Para promover a retomada, líderes e RH terão que, primeiramente, pensar em como isso impacta o seu colaborador. Boa parte do time de trabalho pode estar satisfatoriamente feliz com o home office, enquanto outros, vacinados ou não, podem ter medo de furar a bolha do isolamento e enfrentar lotações em transporte público ou até mesmo nos próprios escritórios. As organizações que querem voltar precisam, então, desenvolver um trabalho que acompanhe a saúde ocupacional e mental de seus colaboradores, além de frequentemente avaliar os índices de satisfação. Se a volta aos escritórios frustrar os talentos da companhia, as lideranças não podem deixar de lado uma eventual flexibilização.
A equação não deixa de lado também os custos. Bancar os gastos com equipamento – da cadeira ao notebook – e infraestrutura dos profissionais a distância não é, como mostrado no tópico acima, tarefa fácil para todos os gestores. Mas as dificuldades são menores com o retorno ao escritório? Despesas convencionais de manutenção de escritório, gastos por quilômetros rodados, custos com locação de espaço e afins estarão de volta à rotina.
O que o RH deve fazer?
Primeiro, vale refletir sobre uma máxima trazida pelo mentor e especialista em RH, Jacques Metadiér. Para ele, não estamos vivendo a cultura do home office, mas sim um trabalho remoto adaptado, ao qual ninguém estava preparado, por conta da pandemia.
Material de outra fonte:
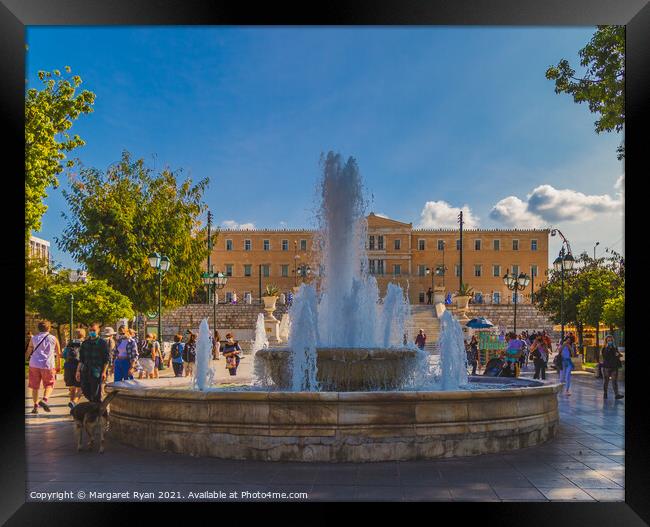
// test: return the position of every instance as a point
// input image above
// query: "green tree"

Antes de qualquer coisa, o RH e as lideranças devem se atentar às questões legais do trabalho a distância. As MPs impostas pelo Governo Federal para lidar com a pandemia da Covid-19 flexibilizaram a transição, porém o pós-pandemia deve trazer uma regulamentação mais concreta, embora a Reforma Trabalhista de 2017 conte com um capítulo especialmente dedicado a falar sobre o trabalho remoto, a partir do artigo 75-A da Consolidação.
Para Luciana Amorim, é muito importante que as empresas não ajam por modismos e respeitem o seu ritmo de evolução. “Hoje, o mercado de RH está crescendo muito. A área evoluiu, está mais digital e estratégica. Ela deve se envolver na decisão sobre retomar adotar ou não em definitivo um modelo híbrido de trabalho. Por meio de pesquisas de clima, análises preditivas e cultura de dados, é possível mapear como está a produtividade, a satisfação, a saúde mental da equipe e outros fatores que devem ser levados em consideração. Não é somente o gestor decidir e acabou, embora infelizmente seja o que acontece em grande parte dos casos”, diz.
Tão importante quanto é as empresas não agirem por imediatismo e buscarem por avaliações concretas antes de tomar uma decisão. Mônica Hauck destaca que o momento de ‘euforia’ com o home office está acabando e a próxima etapa é identificar o quão real a tendência vai ser após a pandemia estar mais controlada. “Acredito que com o passar da euforia desse novo modelo de trabalho, vem a consolidação do resultado. Com essa análise de resultados as empresas vão poder tomar melhores decisões, finaliza”.